La stanza in cui mise piede per l’ennesima volta Paolo quel freddo pomeriggio d’inverno era proprio come se la doveva immaginare: una montagna di scartoffie miste a calzini spaiati puzzolenti e un letto disfatto vicino a un comodino in disordine. Era chiaro: la zia di Giovanni non era ancora tornata da fuori, sennò chissà che urla gli avrebbe fatto. E che bastonate. Finiva sempre così (e Paolo se ne rammaricava spesso): Giovanni aveva dei guizzi di genio artistici e musicali immensi, eppure finiva sempre con un bernoccolo in testa. La zia, Domenica, non sopportava la sua aria ribelle: a tratti, strafottente, a tratti affascinante (che tanto le ricordava quella della sorella defunta).
Per questo lo ostacolava in tutto quello che più scaldava il cuore al passionale Giovanni: l’arte, la vita vera, ma soprattutto la musica.
Paolo, dal canto suo, non poteva farci proprio niente, eppure non poteva fare a meno di detestare anche lui lazia del suo migliore amico.
“Fortunatamente”, pensò, “oggi è assente”.
Paolo cercò di farsi strada tra l’ammasso di camicie e jeans sparsi per terra, come un acrobata.
“Giovanni, Giovanni! Ci sei?”, urlò a gran voce.
“Sssssssssignorsì signore”, la voce rauca, tagliente ma anche ironica del suo amico risuonò dal bagno: si stava facendo la barba .
“Dì un po’, la zia Mimi è assente?” gli fece il suo amico.
“Ma come parli? Sembri il mio professore di matematica!” Giovanni scoppiò in una risata sganasciata. Si diedero pacche reciproche sulla spalla in segno di scherno.
“Già, sono troppo british e troppo gentleman, anche con un buzzurro come te!”, rispose scherzando Paolo.
Giovanni sorrise.
“Che sei venuto a fare?”, disse poi a Paolo, dopo essersi fissato un po’ la faccia glabra allo specchio.
“Mah, niente di che”, tagliò corto Paolo.
Giovanni si girò di scatto e si mise a fissarlo con aria interrogativa.
“In realtà”, proseguì Paolo, sentendosi intimorito dal sopracciglio del suo amico.
“In realtà, ecco”, cercò di dire mentre guardava il soffitto “io volevo scrivere musica”.
“…con te”, aggiunse poco dopo, abbassando la testa e guardando dritto negli occhi scintillanti Giovanni.
A Giovanni erano iniziati a brillare gli occhi per l’emozione. Fece segno di sì col capo e poi non disse nulla.

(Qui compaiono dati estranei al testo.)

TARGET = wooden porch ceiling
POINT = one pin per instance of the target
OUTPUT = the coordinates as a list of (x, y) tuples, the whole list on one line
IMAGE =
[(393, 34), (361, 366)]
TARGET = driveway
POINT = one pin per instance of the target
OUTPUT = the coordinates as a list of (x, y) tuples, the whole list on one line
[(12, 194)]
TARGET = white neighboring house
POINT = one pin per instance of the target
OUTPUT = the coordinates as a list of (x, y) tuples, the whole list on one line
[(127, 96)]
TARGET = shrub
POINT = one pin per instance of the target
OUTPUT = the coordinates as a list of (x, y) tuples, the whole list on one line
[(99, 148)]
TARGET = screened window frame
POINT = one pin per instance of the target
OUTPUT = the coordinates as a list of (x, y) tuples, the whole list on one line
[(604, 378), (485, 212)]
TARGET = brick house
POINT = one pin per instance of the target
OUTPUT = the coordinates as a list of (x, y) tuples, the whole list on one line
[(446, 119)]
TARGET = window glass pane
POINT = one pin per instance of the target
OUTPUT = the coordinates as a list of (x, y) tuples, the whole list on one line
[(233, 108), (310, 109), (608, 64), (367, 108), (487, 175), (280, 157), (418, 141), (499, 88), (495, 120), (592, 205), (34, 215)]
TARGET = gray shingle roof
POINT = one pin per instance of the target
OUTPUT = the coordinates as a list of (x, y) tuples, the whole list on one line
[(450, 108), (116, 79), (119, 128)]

Quel pomeriggio d’inverno i due amici si misero all’opera.
“Sono le quattro del pomeriggio”, esordì Giovanni trionfante guardandosi l’orologio al polso.
“Abbiamo tre ore e venti esatte soltanto prima che il generale faccia ritorno qui”, disse in tono militarmente solenne. Paolo si mise a sogghignare: era troppo simpatico il suo amico.
“Riusciremo a farcela?”, si domandavano dentro di sé felici e tristi al tempo stesso.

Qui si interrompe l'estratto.